心理的安全性とは、メンバーがチーム内で自由に発言や提案ができる、失敗や批判を恐れない、自分らしく振る舞えるという環境のことです。心理的安全性を高めるためには、挨拶や世間話などの気軽なコミュニケーションを増やしたり、感謝や励ましの言葉を伝えたり、相手の仕事の状況や気持ちに寄り添ったりすることが効果的です。
思考の質を高める
思考の質が高い状態とは、メンバーが自分の頭で考え、アイデアや意見を出し合い、問題解決に向けて協力することができる状態を指します。
思考の質を高めるための問題解決のステップとしては、以下のようなものがあります。
- ・問題を明確に定義する
- ・問題の原因を分析する
- ・解決策を考える
- ・解決策を実行する
- ・解決策の効果を評価する
行動の質を高める
行動の質が高い状態とは、メンバーが積極的に効果的な行動をとり、新しいことに挑戦し、学び続けることができる状態のことを指します。
行動の質を高めるための目標設定とフィードバックの方法としては、以下のようなものがあります。
目標設定は、SMARTという基準に沿って、具体的で達成可能な目標を設定するのが効果的です。SMARTとは、Specific(明確な)、Measurable(測定可能な)、Achievable(達成可能な)、Relevant(関連性のある)、Time-bound(期限のある)の頭文字をとったものです。

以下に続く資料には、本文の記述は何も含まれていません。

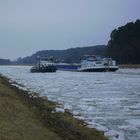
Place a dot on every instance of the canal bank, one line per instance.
(25, 115)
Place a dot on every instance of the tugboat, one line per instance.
(97, 64)
(44, 64)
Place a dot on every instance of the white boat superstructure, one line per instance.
(98, 64)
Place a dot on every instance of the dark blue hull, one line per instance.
(67, 67)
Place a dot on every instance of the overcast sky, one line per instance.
(27, 26)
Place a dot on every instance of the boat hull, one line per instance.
(43, 69)
(98, 70)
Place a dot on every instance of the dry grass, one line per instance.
(23, 117)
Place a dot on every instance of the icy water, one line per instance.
(107, 101)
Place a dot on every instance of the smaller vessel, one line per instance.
(44, 64)
(97, 64)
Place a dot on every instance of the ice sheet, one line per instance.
(108, 101)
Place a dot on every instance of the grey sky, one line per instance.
(27, 26)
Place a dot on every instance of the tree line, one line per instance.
(124, 44)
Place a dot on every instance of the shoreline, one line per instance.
(60, 122)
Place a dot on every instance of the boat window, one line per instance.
(98, 62)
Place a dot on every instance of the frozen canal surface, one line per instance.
(107, 101)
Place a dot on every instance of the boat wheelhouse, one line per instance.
(44, 64)
(91, 63)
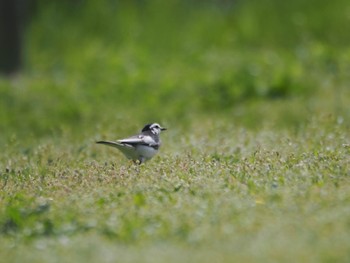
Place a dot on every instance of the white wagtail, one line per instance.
(141, 147)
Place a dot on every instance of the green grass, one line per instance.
(255, 163)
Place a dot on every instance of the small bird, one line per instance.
(141, 147)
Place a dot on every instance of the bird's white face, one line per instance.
(156, 128)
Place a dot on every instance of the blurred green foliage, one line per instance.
(101, 61)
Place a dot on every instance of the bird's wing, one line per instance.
(138, 139)
(127, 149)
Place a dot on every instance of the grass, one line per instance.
(255, 162)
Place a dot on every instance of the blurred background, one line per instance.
(81, 67)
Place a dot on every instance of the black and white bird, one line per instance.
(141, 147)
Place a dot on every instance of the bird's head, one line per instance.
(155, 128)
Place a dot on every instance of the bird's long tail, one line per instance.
(110, 143)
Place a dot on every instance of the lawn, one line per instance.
(254, 167)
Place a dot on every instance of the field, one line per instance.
(254, 167)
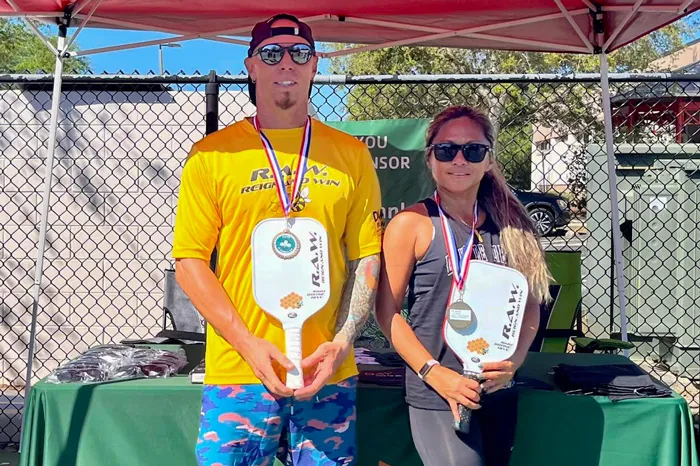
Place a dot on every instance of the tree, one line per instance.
(21, 51)
(516, 109)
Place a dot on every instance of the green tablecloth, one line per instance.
(154, 422)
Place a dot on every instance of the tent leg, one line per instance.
(615, 208)
(48, 181)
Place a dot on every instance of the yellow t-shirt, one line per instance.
(227, 188)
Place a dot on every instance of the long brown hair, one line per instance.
(519, 236)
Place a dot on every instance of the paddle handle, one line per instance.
(465, 414)
(295, 377)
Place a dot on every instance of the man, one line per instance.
(227, 189)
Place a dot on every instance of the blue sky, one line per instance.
(195, 55)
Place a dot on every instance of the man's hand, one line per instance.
(327, 359)
(261, 355)
(497, 375)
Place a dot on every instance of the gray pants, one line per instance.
(437, 442)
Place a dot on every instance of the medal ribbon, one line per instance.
(302, 163)
(459, 262)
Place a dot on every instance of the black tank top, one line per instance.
(429, 289)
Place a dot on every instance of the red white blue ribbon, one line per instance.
(459, 261)
(302, 164)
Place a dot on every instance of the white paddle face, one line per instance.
(487, 326)
(291, 278)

フィードバックでは、目標に対する進捗や成果を定期的に確認し、評価や改善のための意見を伝えます。フィードバックは、ポジティブなことやネガティブなことの両方をバランスよく伝えることが大切です。また、フィードバックを受ける側も、受け入れる姿勢や改善する意欲を持つことが必要です。
結果の質を高める
結果の質が高い状態とは、メンバーが目標を達成し、高い成果や業績を得ることができる状態を指します。
結果の質を高めるための評価と改善のポイントとしては、以下のようなものがあります。
評価とは、目標と実際の結果を比較し、達成度や効果を測定することです。
評価には、定量的な指標や定性的な感想など、さまざまな観点から行うことが望まれます。

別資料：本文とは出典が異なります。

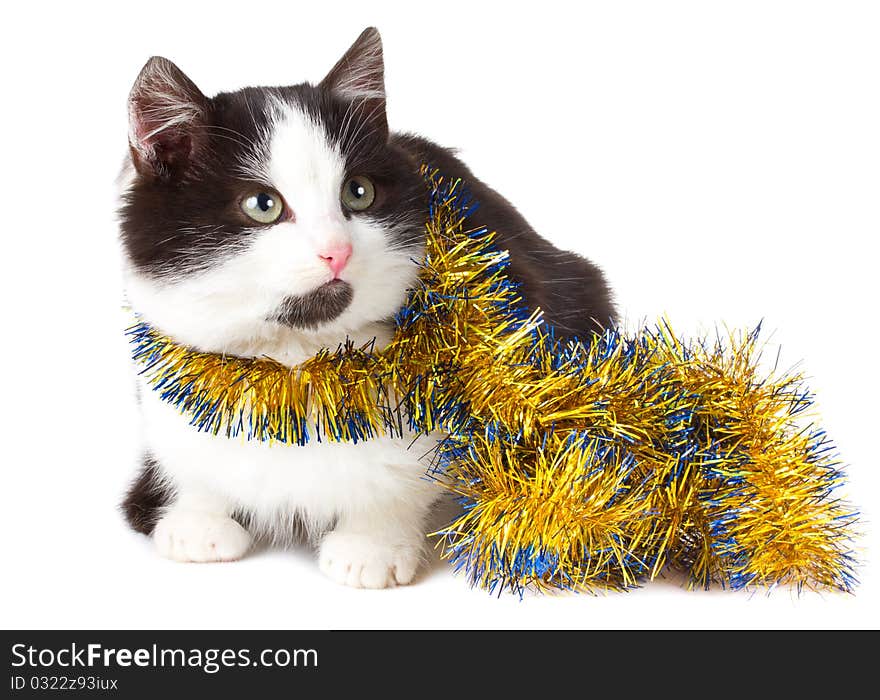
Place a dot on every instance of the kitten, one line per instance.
(278, 221)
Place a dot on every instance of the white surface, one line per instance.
(720, 164)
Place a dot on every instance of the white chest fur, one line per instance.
(318, 481)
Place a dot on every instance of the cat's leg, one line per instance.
(198, 527)
(187, 522)
(146, 498)
(379, 546)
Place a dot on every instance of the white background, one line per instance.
(721, 162)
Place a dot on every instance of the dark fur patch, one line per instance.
(145, 499)
(191, 220)
(571, 291)
(320, 306)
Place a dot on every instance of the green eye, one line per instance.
(263, 207)
(358, 193)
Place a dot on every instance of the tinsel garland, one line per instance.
(580, 464)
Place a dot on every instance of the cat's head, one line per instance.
(268, 213)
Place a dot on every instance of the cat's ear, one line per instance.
(167, 119)
(360, 74)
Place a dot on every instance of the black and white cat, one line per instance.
(278, 221)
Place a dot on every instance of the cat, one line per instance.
(275, 222)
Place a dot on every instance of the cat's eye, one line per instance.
(264, 207)
(358, 193)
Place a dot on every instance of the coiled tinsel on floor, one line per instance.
(580, 465)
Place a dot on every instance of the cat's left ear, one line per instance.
(360, 76)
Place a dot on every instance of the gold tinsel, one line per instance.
(580, 464)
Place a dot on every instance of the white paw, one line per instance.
(362, 561)
(194, 536)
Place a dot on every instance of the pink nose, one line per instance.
(336, 257)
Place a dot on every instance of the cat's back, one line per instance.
(571, 291)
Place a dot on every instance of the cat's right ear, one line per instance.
(167, 116)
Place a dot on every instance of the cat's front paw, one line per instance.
(362, 561)
(200, 537)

評価の目的は、自分やチームの成長や貢献を認めることや、次の目標に向けてのモチベーションを高めることです。
改善とは、評価の結果をもとに問題点や改善点を洗い出し、具体的な対策を立てることです。
改善には、自分やチームの強みや弱みを客観的に分析することや、ベストプラクティスや新しい方法を取り入れるのが有効です。改善の目的は、自分やチームのパフォーマンスを向上させることや、新たな目標に挑戦することなどがあります。
以上が、グッドサイクルを回すために必要なこととその方法です。
グッドサイクルは、関係の質から始まり、思考の質、行動の質、結果の質と順番に高まっていきます。そして、結果の質が高まることで、関係の質がさらに高まり、好循環が続いていきます。
このサイクルを回すことで、組織は継続的に成長し、成果を出し続けることができるようになるでしょう。
バッドサイクルを回避するために気をつけるべきこと
バッドサイクルとは、組織が停滞や衰退に陥るためのプロセスです。
バッドサイクルを回避するためには、以下の4つの要素の質を低下させないことが必要です。
関係の質の低下を防ぐ
関係の質が低下した状態とは、メンバー同士の相互理解や信頼関係がなく、コミュニケーションが取れない状態です。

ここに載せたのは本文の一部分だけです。